NSL Blog

Six types of ambiguity

February 20, 2014

Ambiguity is not all that it is cracked up to be.

Ambiguity is not all that it is cracked up to be.

Reading an article recently about Eliot Perlman who wrote what is considered a masterwork called Seven Types of Ambiguity. This has intrigued me, as Principle 1 in No Straight Lines is Ambiguity. How does one make sense of an ambiguous world. This question is important to ask when there is significant disruption, or change in our lives, in industry, and when we see catastrophic failure and cannot arrive at a true diagnostic.

Trying to treat a system like a machine say when really it works like a network. I could not think of 7 types of ambiguity – but I got to 6.

[1] IRRELEVANCE: An organisation has become irrelevant, and therefore is on its way to redundancy. It is going to fail commercially and organisationally. It is failing as it no longer focuses on “value”, creating and providing value. But it cannot understand that it has become irrelevant. This is also a failure of purpose, and creates waste.

[2] TECHNOLOGY: Organisations are unable to understand and see the potential implications of new technologies. Because the technology looks so different to that they used to become dominant they are not curious enough to better understand the what, the how and the why!

[3] HUBRIS: Hubris has gravitational pull – top down not bottom up. Arrogance is a management culture in love with its own success, power, the system in which gave them the power in the first place. Why change that which one has worked so hard for? There is a refusal to accept that all life is dynamic. This is a culture that takes a fixed philosophical view of the world – which can lead to myopia.

[4] LANGUAGE: We use language to describe everything, the language we use shapes the way we see the world, and thereafter act in it. We need to evolve how we see the world, be able to describe new destinations and possibilities – these are acts of Adaptiveness and Craftsmanship. Having the capacity to describe new business models, new processes, new tools and how they could be used and having the ability to synthesise is key.

[5] SOCIAL DRIVERS: organisations forget they are part of the wider society, and become removed from wanting to understand deeper social forces at work. Again, when society shifts, without having the capacity to empathise organisations lay the foundations for their own demise.

[6] LINEAR MINDSET MATHS PRIOR TO NATURE: entrenched views that the world can be broken into smaller and smaller bits to better manage efficiency, and that maths is prior to nature has led many organisations to fail delivery of value. Rather than accepting the interconnectedness of the world, its power and complexity – a linear mindset chooses to smash life to ‘in theory’, manage it better.
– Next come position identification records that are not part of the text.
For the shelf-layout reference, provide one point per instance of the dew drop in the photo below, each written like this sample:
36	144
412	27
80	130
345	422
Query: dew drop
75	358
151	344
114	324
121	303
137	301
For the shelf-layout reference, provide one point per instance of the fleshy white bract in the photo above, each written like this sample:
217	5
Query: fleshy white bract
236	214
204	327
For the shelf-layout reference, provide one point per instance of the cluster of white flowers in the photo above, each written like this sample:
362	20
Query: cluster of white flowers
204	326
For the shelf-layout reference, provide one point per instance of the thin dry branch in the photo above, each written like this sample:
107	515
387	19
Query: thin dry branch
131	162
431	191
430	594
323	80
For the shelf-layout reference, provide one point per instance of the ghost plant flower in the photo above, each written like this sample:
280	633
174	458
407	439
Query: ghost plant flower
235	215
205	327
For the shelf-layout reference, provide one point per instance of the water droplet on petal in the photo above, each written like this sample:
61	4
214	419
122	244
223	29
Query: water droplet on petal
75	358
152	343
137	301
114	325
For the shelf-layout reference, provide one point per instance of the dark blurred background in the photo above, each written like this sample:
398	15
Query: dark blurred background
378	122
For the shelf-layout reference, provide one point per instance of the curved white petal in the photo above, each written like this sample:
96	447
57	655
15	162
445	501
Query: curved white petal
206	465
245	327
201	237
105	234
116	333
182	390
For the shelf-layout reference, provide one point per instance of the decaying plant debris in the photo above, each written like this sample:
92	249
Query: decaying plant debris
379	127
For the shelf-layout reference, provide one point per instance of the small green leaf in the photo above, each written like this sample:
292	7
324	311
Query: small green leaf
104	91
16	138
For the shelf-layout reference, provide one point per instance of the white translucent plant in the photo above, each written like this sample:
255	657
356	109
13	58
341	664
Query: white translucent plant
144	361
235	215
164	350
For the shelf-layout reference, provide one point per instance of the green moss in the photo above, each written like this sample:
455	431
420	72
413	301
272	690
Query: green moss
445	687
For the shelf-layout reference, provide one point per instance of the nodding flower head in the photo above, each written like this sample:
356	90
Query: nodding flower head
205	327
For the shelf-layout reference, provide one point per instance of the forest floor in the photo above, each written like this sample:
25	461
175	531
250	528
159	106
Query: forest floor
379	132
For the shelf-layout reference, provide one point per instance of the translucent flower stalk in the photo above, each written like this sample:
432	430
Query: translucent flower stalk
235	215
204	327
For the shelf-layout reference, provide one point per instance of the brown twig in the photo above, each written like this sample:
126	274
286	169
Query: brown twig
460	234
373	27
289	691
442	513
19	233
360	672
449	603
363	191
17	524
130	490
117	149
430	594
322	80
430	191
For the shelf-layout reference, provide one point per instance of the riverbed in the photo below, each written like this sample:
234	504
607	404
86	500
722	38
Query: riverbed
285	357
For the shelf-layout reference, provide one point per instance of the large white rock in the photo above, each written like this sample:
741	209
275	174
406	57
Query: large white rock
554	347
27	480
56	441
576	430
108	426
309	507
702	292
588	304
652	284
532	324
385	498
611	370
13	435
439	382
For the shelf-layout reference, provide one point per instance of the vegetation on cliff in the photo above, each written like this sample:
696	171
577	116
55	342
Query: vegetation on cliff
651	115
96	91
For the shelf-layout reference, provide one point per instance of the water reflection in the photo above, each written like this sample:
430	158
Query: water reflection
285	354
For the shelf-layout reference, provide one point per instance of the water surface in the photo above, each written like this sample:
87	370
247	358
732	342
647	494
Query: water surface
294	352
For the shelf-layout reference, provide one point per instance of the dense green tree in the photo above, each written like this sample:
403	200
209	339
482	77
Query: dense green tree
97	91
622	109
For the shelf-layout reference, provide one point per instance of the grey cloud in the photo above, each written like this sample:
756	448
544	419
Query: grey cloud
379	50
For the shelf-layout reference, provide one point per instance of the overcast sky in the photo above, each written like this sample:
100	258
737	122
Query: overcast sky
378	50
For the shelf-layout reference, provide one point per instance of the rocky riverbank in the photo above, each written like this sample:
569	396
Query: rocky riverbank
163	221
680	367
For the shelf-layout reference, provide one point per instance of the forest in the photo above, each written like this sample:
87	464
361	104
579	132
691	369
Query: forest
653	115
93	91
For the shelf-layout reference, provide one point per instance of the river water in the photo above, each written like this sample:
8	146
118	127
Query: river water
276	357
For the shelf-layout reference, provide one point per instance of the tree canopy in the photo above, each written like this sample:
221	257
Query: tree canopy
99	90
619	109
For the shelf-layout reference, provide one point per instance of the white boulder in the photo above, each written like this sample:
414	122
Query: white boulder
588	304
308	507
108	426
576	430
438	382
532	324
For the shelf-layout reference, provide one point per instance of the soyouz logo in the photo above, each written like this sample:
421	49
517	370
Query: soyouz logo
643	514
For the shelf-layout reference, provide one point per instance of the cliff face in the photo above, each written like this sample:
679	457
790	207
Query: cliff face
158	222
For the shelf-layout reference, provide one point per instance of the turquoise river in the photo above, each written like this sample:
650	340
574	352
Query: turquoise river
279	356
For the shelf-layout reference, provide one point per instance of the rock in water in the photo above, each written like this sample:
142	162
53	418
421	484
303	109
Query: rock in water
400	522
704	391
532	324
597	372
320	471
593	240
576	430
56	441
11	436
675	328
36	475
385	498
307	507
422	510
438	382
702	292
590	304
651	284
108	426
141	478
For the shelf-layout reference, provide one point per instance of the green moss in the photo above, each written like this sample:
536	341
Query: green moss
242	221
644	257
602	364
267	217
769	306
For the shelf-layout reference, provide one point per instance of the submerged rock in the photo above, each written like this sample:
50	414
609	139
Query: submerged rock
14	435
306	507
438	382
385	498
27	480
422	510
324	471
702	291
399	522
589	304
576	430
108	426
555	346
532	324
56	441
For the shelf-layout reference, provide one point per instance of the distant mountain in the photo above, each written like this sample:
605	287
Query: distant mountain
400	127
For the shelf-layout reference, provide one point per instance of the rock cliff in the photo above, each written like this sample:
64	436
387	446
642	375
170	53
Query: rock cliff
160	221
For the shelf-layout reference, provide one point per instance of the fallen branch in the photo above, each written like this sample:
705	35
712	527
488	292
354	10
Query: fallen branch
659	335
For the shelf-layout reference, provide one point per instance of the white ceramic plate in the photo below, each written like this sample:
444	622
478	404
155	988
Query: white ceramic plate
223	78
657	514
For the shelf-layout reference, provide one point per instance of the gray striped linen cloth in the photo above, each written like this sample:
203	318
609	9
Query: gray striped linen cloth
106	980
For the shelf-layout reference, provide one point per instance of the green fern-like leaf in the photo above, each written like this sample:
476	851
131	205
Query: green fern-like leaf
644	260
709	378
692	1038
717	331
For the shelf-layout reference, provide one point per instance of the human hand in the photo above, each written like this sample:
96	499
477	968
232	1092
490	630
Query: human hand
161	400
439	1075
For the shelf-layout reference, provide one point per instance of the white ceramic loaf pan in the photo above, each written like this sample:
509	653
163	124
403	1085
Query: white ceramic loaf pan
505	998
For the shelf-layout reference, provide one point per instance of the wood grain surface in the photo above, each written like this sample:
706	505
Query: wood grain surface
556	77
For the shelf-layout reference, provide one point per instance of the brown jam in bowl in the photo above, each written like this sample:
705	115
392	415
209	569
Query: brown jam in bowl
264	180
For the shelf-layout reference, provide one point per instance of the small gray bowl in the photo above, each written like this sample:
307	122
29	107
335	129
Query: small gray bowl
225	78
Its not that numbers are not important, but the fact that they have become a tryanny slideruling themselves over all aspects of our lives.

Getting out of ambiguity: One can think of all organisations as a system, a set of interconnected moving parts. Toyota’s success has been built upon understanding this and working end-to-end on a 100% clarity on its focus on quality and continuous improvement. Few ask themselves the question – “What is the purpose of the organisation, what we do, what I do?” And curiously, and this still baffles me, why we don’t always everyday work towards and create for best possible outcomes?

The then question arises – how capable are we on delivering on our purpose? In dealing with ambiguity, when it is difficult to understand why things are going wrong – we have to be able to create a diagnostic approach to the organisation as a system, and look at what is called the systems conditions – “What are the reasons that the system is as it is”. Then looking at the systems conditions, the next question is, “What makes the system conditions?” And the answer is management thinking.

Understanding as John Seddon describes is unlearning, Ivan Illich called it Deschooling.